The data pipeline consists of the following steps:
- Download the data from the S3 bucket to Databricks Volumes in the bronze layer.
- Load the data/files into a Spark DataFrame and save it as a Delta table in the silver layer.
- Clean the data from the silver layer. 3.1. Update column names and data types. 3.2. Remove unnecessary columns.
- Save facts about trips in a Delta table in the gold layer.
- Save Payment, Rate, and Zone dimensions in Delta tables in the gold layer.
- Aggregate data about trip payments and save it in a Delta table in the data mart.
The data model for the lakehouse follows dimensional modeling principles with star schemas. The data model consists of the following tables:
Table Name | Table Type | Description |
---|---|---|
fct_yellow_taxi_trips | Fact Table | Contains facts about trip made by yellow taxis. |
dim_payments | Dimension Table | Contains information about payment types. |
dim_rates | Dimension Table | Contains information about rate codes. |
dim_zones | Dimension Table | Contains information about taxi zones. |
trip_payment | Data Mart Table | Contains aggregated data about trip payments. |
The data model diagram is shown below:
In this project, we built a data pipeline to process New York City taxi data.
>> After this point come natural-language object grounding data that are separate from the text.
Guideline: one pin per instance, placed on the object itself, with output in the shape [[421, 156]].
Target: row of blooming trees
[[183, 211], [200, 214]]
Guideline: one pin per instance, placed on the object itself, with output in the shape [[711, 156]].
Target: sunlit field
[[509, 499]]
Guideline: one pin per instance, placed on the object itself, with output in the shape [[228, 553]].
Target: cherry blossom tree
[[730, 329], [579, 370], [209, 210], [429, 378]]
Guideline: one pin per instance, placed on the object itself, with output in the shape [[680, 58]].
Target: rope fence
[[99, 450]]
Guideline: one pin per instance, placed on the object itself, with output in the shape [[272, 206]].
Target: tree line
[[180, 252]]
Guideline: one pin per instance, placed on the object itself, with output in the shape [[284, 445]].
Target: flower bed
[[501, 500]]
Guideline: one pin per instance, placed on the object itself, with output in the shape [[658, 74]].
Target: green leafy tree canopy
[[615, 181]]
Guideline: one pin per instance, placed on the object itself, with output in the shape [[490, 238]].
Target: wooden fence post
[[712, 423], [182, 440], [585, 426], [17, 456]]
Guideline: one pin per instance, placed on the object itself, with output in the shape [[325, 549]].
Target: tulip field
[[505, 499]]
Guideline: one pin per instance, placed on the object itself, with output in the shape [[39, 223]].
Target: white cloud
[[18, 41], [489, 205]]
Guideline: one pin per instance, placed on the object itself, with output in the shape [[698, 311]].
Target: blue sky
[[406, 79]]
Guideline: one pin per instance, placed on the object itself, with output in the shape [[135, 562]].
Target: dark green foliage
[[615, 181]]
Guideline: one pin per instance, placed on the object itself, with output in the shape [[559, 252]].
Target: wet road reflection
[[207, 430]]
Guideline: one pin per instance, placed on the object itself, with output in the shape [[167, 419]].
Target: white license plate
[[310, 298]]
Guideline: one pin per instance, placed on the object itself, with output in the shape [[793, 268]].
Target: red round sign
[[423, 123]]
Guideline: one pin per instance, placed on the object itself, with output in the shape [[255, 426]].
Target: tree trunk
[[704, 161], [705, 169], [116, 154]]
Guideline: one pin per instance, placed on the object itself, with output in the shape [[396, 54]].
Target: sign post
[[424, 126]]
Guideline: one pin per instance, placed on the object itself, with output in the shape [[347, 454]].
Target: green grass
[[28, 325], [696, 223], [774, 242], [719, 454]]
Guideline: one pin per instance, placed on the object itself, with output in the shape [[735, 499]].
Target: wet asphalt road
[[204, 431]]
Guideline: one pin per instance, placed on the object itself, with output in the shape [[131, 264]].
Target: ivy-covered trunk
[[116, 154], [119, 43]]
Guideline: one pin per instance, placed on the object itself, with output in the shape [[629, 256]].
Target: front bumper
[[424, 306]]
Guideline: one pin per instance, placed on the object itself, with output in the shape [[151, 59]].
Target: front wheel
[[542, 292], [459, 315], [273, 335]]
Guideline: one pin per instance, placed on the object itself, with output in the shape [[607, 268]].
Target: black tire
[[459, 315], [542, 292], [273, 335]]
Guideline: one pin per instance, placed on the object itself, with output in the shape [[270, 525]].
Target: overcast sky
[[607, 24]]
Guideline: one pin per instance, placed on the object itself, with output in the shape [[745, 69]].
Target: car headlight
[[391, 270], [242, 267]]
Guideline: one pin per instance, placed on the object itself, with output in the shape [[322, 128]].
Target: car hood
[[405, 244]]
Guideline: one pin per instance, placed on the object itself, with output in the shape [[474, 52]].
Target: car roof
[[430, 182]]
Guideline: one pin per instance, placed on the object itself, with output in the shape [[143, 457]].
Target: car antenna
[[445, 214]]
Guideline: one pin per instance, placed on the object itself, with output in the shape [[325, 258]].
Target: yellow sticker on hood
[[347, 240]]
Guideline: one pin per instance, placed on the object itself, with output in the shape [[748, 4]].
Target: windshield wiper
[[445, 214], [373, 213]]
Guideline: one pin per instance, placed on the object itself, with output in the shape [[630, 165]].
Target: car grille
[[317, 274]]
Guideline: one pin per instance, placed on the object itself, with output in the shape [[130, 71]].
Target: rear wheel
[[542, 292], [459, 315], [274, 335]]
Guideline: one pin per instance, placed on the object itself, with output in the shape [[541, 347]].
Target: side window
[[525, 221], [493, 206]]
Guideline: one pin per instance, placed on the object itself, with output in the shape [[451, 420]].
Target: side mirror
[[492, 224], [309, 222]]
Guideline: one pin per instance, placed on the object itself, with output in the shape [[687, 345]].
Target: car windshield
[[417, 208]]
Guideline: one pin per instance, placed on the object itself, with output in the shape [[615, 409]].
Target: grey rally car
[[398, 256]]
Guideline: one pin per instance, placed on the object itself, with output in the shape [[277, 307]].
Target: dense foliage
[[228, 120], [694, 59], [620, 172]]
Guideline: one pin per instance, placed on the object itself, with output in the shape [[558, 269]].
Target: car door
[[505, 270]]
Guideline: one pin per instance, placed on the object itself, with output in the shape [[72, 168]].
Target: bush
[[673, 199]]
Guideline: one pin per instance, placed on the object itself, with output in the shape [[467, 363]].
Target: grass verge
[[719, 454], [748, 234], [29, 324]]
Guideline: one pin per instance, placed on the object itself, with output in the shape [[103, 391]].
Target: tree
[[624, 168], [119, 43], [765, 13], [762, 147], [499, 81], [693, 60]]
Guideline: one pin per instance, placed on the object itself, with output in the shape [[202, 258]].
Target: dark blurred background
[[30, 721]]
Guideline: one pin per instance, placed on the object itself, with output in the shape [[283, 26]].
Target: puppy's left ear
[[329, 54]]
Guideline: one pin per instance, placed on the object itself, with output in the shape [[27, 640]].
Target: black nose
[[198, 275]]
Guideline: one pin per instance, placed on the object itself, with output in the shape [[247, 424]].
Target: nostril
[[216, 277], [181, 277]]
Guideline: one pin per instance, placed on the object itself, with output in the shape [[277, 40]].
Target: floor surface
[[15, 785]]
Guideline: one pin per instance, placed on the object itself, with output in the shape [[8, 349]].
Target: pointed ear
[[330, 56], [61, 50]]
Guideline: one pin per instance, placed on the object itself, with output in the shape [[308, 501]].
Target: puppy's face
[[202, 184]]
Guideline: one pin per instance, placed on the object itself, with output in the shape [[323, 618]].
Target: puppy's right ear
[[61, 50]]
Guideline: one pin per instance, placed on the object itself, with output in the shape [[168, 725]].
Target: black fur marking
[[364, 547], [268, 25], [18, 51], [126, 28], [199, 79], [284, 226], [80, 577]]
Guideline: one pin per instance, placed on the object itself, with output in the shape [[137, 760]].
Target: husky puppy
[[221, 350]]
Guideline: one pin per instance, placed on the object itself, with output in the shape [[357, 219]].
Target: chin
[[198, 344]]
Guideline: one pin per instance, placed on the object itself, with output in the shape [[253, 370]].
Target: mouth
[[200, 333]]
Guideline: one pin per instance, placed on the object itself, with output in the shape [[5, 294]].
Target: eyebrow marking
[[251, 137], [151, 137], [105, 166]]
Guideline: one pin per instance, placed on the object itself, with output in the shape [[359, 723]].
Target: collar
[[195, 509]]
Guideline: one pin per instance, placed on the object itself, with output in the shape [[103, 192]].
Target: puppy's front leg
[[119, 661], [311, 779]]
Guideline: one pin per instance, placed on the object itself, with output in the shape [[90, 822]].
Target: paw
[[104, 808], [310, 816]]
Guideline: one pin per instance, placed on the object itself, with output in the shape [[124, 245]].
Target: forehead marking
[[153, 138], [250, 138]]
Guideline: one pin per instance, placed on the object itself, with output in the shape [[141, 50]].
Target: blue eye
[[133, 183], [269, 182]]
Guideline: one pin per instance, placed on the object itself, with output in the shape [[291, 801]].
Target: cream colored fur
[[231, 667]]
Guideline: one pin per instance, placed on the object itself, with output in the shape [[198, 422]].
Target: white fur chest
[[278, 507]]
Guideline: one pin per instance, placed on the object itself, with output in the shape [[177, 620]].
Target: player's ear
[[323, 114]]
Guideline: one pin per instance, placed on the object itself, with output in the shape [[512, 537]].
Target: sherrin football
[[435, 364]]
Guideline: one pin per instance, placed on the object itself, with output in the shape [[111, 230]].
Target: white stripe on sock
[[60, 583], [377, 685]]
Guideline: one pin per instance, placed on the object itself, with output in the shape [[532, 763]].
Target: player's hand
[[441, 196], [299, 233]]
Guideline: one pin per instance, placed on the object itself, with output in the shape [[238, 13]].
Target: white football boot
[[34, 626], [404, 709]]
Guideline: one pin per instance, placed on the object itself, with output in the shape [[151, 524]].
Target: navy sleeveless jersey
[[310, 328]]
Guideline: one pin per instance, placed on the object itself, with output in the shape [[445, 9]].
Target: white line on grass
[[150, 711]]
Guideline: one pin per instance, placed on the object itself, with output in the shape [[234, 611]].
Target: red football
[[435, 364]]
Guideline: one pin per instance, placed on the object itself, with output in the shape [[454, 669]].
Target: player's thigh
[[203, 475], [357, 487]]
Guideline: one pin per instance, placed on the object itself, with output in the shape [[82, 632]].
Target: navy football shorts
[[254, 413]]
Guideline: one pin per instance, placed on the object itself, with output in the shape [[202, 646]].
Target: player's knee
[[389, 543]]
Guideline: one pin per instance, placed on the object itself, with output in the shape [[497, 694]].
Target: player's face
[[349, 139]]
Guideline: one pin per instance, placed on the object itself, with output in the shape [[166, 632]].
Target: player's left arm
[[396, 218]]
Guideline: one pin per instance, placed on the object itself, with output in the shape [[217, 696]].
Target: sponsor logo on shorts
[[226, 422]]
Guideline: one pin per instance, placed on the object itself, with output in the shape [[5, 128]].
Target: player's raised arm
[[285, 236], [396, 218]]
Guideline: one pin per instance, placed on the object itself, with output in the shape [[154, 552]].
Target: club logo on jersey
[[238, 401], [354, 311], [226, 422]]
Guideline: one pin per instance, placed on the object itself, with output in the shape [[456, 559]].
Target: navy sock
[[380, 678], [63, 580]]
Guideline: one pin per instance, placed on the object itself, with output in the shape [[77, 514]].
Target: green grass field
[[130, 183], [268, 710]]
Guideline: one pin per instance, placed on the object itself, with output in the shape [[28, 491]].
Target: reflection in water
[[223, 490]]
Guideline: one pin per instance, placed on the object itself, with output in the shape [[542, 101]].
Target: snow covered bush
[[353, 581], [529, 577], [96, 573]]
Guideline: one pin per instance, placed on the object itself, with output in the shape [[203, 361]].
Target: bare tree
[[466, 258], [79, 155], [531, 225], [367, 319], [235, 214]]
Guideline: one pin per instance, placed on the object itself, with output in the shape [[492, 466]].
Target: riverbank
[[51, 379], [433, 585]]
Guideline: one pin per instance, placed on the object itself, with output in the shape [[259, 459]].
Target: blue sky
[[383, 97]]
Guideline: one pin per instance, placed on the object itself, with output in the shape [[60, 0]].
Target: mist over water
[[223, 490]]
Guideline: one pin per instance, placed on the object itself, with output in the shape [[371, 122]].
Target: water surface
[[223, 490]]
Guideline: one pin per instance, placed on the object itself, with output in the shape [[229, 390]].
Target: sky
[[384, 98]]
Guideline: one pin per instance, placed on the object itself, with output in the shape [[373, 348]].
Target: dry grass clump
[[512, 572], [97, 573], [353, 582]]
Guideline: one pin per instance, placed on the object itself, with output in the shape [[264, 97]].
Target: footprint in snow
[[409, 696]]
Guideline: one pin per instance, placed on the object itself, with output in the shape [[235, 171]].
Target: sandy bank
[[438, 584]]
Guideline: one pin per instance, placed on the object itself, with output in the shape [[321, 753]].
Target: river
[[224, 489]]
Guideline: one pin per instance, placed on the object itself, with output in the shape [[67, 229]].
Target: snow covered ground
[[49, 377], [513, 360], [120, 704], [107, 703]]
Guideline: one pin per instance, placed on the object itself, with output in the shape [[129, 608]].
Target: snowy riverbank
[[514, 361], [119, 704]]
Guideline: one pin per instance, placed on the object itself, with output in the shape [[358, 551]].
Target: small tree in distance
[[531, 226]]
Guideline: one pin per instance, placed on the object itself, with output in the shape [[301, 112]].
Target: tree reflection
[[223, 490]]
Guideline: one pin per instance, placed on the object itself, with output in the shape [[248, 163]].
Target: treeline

We created a data lakehouse with a dimensional model and a data mart. The data pipeline is automated and can be scheduled to run periodically to update the data in the lakehouse.
The next steps for this project are:
- Add a machine learning model to predict trip fares.
- Provision mlops to monitor the data pipeline and the machine learning model.
- Create a dashboard to visualize the data.